When from your sleepy mind the day’s burden
Falls like a bushel sack on a barn floor
Be prepared for music, for naturel mirages
And for night’s incomparable parade of colour.
It is hours past midnight now : a flute signals
Far off : we mount the stage as though at random,
Boldly ring down the certain, then dance out our love.
Edison Denisov : Symphonie de chambre n°2 (1994, 20 min). Pour flûte, hautbois, clarinette, basson, cor, trompette, trombone, percussion, piano, harpe, 2 violons, alto, violoncelle et contrebasse. Créée à Tokyo, en juillet 1994, soit 2 semaines après l’achèvement de la sa composition, la Symphonie de chambre n°2 de Denisov est étroitement liée à la catastrophe qui devait emporter le compositeur: un terrible accident affecta Edison Denisov qui se rendait à la répétition de l’oeuvre. Il devait s’éteindre 2 ans plus tard en novembre 1996. Voici la 3è et dernière manière de Denisov dont la profondeur et la concision de l’écriture retrouve les meilleures compositions de Prokofiev et de Chostakovitch.
Edison Denisov. Biographie: Compositeur de l’avant garde russe mort à Paris en 1996, où il vivait depuis 1994, Edison Denisov est né en 1929 à Tomsk (Sibérie). Elève en mathématiques et physique mais aussi, simultanément, en classe de composition, il reçoit très tôt les encouragements de Chostakovitch et rejoint naturellement le Conservatoire de Moscou.
De 1951 à 1956 il travaille la compositon avec Chébaline, l’orchestration avec Rakov, le piano avec Belov, l’analyse musicale avec Zuckerman et découvre les œuvres de la Nouvelle Ecole Viennoise, tout en s’intéressant aux traditions folkloriques sibériennes.
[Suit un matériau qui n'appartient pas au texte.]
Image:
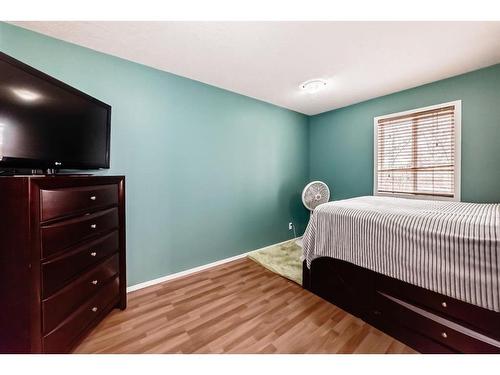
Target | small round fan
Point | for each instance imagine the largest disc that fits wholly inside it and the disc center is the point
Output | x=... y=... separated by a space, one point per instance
x=314 y=194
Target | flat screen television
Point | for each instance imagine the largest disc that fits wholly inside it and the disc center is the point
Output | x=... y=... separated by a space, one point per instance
x=47 y=124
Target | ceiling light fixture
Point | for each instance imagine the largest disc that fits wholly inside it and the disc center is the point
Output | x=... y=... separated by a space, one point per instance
x=313 y=85
x=26 y=95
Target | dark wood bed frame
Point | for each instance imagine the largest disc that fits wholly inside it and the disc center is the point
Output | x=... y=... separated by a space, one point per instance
x=427 y=321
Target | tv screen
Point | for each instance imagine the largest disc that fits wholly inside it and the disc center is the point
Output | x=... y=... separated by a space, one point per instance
x=45 y=123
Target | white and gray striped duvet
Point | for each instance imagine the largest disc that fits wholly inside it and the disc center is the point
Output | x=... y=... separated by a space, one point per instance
x=451 y=248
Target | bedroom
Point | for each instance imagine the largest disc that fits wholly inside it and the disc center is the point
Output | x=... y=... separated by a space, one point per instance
x=210 y=135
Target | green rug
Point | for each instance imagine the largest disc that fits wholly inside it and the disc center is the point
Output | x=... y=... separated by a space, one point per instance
x=283 y=259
En 1959, il est nommé professeur au Conservatoire. Denisov fait alors partie du groupe des nouveaux compositeurs dit avant-gardistes et évidemment rejeté par le régime soviétique, qui réunit entre autres Volkonski, Schnittke, Karetnikov, Goubaïdoulina, Silvestrov. En dépit du silence auquel les autorités aimeraient confiné l’oeuvre de Denisov, quelques unes de ses partitions maîtresses sont jouées (
Le Soleil des Incas, pour voix et ensemble instrumental par Guennadi Rojdestvenski en 1964 à Léningrad). Mais très vite, la reconnaissance du génie musical de Denisov dépasse les frontières natales et Pierre Boulez sera un soutien fidèle pour le confrère russe qu’il invitera à l’Ircam… le français joue dès 1965 au Domaine Musical,
Le Soleil des Incas.
Postsériel mais aussi postromantique, Denisov ne cesse d’enrichir son vocabulaire, jusqu’au milieu des années 1980 qui marquent le sommet de sa maturité stylistique.
Le Requiem mais aussi l’opéra d’après Boris Vian
L’Ecume des jours, en français, (Opéra-Comique, 1986), ou
Quatre jeunes fille d’après la pièce de Picasso (Moscou, 1990), en témoignent.
L’amateur et le connaisseur de poètes français de Baudelaire à Vian (qu’il met donc en musique), qui parlait aussi parfaitement le français, fonde en 1990, une nouvelle association de musique à Moscou afin de réaffirmer la vitalité des auteurs contemporains en matière musicale. Denisov réalise l’orchestration de l’opéra inachevé de Debussy Rodrigue et Chimène.